Kabid Humas Polda Metro Jaya Kombes Bhudi Hermanto mengatakan, hasil penyelidikan mengungkap korban dan pelaku sebelumnya saling mengenal melalui media sosial.
Keduanya kemudian sepakat bertemu di sebuah kontrakan di wilayah Cipayung, Depok, pada 23 Juli 2026.
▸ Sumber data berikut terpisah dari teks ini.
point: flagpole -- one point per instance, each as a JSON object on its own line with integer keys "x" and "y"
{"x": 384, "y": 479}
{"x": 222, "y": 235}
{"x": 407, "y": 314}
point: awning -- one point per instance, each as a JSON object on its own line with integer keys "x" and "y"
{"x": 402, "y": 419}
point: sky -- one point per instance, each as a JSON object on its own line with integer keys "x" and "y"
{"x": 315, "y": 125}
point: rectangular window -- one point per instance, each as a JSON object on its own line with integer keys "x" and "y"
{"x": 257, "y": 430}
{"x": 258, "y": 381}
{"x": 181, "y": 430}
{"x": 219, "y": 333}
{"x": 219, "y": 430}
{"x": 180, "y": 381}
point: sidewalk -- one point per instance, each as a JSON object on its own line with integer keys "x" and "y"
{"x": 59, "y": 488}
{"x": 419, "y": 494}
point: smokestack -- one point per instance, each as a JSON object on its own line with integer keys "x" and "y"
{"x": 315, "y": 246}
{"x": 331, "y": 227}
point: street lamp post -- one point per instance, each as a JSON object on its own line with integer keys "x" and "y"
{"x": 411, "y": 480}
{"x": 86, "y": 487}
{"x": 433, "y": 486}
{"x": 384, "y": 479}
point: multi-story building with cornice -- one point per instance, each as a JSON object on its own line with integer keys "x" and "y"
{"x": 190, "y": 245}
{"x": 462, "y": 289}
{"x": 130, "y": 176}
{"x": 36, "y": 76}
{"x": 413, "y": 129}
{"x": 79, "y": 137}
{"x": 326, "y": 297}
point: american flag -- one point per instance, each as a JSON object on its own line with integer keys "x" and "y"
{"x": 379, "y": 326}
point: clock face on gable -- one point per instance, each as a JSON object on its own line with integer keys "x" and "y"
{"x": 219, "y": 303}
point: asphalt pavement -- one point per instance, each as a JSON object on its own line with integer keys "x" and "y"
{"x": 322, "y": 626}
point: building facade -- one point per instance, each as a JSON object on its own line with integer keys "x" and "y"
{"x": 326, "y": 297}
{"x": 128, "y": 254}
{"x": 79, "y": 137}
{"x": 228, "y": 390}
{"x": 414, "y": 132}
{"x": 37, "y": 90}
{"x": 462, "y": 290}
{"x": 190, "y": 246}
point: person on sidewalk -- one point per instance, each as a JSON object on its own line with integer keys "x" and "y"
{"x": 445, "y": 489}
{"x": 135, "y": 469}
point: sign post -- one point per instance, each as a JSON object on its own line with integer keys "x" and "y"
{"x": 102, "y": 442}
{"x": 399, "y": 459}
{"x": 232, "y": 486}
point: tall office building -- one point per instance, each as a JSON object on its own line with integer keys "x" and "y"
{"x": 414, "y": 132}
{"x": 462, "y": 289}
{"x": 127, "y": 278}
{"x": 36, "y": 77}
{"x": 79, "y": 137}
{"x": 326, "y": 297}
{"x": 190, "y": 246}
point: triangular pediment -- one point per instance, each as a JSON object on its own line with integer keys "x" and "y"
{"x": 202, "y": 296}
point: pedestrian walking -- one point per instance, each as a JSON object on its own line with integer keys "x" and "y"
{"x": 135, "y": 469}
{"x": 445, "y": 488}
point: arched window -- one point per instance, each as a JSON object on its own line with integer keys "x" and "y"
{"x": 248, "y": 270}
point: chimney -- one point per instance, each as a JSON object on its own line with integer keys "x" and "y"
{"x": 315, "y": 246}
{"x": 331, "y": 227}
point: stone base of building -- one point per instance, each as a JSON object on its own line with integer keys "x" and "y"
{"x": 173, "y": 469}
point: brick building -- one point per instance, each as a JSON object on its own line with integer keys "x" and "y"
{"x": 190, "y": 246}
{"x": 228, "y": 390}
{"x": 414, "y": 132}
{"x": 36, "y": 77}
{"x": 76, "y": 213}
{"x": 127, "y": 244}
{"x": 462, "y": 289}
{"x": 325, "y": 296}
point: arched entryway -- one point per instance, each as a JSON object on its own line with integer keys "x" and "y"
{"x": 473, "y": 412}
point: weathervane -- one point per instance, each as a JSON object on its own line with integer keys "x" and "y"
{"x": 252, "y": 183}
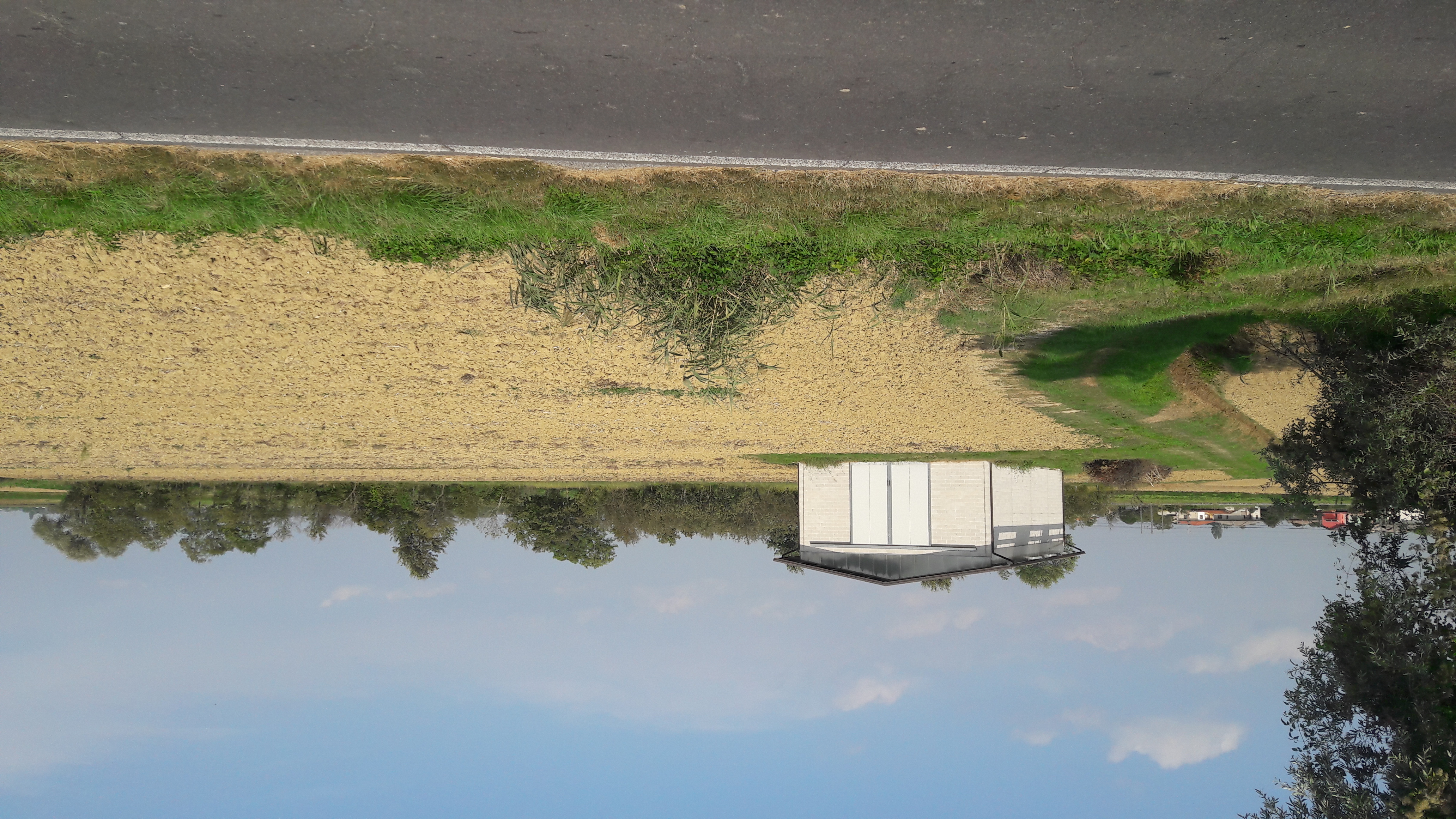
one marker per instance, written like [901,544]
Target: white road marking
[595,157]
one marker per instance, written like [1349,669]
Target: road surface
[1340,88]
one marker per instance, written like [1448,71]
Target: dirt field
[1275,394]
[251,359]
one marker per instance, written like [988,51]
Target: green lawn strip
[36,484]
[1213,499]
[1066,460]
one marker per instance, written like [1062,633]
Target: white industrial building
[897,522]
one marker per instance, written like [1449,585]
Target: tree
[1373,703]
[1048,573]
[1373,700]
[1384,427]
[557,524]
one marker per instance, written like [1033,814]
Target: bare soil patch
[260,359]
[1276,393]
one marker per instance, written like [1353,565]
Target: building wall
[1026,497]
[960,503]
[825,505]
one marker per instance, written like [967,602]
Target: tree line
[577,525]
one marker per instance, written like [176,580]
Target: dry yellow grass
[254,359]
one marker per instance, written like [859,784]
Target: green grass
[707,259]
“Korban dan pelaku berkenalan melalui media sosial sebelum akhirnya sepakat bertemu di sebuah kontrakan di wilayah Cipayung,” kata Bhudi kepada wartawan, Rabu (5/8/2026).
Namun, pertemuan tersebut berubah menjadi tragedi.
Berdasarkan hasil pemeriksaan, keduanya terlibat cekcok hingga Saepul diduga menyerang korban menggunakan sebilah golok.
Setelah memastikan korban meninggal dunia, pelaku kemudian memutilasi jasad Kunaefi.
Tindakan itu diduga dilakukan untuk menghilangkan jejak sekaligus menyulitkan proses identifikasi korban.